The first Infamous game wasn’t a real graphical showpiece for the PS3 but it was admirable given the scope for the game and it had some dazzling visual effects. Infamous 2 on the other hand has received such a massive overhaul that I still couldn’t believe how damn good the game looked when I was in my 8th hour playing it. Not only have the character models gotten a huge boost in detail (all the cutscenes in the game are rendered real-time utilizing the in-game engine) but the world of New Marais has some real beauty to it. It’s almost staggering that Infamous 2 looks as good as it does since it’s an open-world action game that has next to zero graphical hiccups like pop-up or huge texture loading. I don’t know how Sucker Punch did it, but Infamous 2 is without a doubt one of the best looking sandbox games released this generation since even the lowly NPCs of New Marais have received a nice boost in detail as well.

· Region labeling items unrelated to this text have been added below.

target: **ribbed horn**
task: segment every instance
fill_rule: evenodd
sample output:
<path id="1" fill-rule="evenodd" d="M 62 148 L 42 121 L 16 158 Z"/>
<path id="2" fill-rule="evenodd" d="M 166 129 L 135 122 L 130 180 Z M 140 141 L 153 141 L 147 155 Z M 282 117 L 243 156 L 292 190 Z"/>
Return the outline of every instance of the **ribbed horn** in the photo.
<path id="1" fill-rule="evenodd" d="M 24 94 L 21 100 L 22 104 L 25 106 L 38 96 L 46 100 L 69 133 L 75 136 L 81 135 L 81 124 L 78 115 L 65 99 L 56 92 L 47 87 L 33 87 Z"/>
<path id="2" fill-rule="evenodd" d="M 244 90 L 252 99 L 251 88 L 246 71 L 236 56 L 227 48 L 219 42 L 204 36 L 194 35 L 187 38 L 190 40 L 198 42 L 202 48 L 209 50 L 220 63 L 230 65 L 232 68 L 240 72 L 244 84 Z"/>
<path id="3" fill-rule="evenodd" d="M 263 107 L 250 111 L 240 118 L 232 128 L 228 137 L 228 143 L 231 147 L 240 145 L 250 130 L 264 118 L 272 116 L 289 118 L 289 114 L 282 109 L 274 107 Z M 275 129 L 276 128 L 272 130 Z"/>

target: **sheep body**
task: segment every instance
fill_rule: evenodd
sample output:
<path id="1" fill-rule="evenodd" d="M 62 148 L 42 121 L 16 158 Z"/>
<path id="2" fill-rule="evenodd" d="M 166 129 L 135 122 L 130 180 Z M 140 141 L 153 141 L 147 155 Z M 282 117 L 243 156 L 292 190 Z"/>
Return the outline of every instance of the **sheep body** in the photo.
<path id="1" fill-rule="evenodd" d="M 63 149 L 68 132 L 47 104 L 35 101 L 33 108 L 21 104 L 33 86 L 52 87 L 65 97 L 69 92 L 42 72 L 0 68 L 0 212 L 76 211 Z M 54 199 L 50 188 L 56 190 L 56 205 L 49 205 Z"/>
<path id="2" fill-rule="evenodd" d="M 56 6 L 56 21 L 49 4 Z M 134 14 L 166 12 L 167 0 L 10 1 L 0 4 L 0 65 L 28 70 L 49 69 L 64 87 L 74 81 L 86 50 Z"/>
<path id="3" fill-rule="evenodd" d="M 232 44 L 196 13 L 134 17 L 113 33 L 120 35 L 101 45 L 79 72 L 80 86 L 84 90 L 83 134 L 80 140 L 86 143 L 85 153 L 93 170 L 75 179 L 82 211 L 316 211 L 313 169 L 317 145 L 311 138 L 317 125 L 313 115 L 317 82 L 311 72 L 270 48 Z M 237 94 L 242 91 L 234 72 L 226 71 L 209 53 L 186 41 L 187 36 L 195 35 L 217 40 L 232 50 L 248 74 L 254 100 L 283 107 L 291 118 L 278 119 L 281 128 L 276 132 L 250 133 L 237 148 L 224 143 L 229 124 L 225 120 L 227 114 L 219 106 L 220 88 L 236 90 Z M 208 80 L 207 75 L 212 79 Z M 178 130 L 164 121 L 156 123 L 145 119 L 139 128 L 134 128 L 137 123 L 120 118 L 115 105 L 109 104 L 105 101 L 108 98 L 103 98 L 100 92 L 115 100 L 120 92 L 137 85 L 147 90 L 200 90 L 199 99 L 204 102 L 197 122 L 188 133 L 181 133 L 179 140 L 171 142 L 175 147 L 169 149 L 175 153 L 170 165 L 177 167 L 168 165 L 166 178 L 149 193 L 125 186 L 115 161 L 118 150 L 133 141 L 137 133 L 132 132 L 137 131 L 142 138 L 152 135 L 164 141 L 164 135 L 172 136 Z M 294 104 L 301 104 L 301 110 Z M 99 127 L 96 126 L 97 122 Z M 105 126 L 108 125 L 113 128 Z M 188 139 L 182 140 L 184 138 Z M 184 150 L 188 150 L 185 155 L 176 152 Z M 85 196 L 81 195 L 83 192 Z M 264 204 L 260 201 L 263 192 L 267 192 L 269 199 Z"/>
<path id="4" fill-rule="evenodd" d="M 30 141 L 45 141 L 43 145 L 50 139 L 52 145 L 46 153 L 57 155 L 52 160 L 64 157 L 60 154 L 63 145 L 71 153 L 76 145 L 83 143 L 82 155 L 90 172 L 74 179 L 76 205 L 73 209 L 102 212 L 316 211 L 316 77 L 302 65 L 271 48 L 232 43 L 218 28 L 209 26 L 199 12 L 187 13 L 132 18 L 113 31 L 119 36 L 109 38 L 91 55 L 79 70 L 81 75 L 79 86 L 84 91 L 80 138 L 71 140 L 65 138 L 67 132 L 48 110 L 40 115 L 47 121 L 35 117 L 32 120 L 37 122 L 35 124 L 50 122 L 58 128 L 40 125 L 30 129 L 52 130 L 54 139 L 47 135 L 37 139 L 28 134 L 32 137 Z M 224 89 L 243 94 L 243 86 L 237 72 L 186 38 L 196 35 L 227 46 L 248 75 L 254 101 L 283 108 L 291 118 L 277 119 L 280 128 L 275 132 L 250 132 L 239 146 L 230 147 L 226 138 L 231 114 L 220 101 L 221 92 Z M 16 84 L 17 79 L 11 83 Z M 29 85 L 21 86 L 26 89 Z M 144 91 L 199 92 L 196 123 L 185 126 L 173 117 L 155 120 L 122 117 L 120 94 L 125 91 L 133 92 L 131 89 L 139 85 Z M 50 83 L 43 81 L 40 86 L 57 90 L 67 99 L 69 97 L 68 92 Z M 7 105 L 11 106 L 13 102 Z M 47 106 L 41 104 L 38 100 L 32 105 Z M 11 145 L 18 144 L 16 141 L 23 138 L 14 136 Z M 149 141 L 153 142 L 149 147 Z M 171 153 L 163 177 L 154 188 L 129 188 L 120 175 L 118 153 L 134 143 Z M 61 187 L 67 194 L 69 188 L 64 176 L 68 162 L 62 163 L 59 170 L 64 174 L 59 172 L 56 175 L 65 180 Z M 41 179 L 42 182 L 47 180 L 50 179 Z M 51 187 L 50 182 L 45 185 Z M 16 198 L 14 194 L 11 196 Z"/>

With every swing of the Tesla Coil weapon and electrical blast that Cole sends out, Infamous 2 is simply a fun game that hardly has a slow spot. The story of Cole’s quest to become a better hero or villain (depending on how you opt to play) could’ve been fleshed out a bit more since it simply doesn’t feel as focus as it did in Infamous 1. However weak the story may be, the character growing that Cole goes through makes up for the weak parts of the plot and it is a joy to watch the cutscenes in the game since the voice acting (including Cole’s new vo Eric Ladin) do an excellent job of making a fantasy scenario seem entirely real. Featuring a slew of powers that are beyond fun to use (the Lightning Tether is almost akin to Spider-Man’s web slinging ability) and missions that are always action packed, Infamous 2 offers a lot of content that never gets repetitive since there are so many damn ways you can play the game. Infamous 2 may not be the most polished game out there as there are a few bugs/glitches and a couple of missions that are simply meh. But with the sheer abilities that Cole can perform and with an opening and closing boss battle that tops anything from the first game, Infamous 2 ultimately lives up to the hype we as gamers had for it and it’s easily one of the best games to appear on the PS3 this year.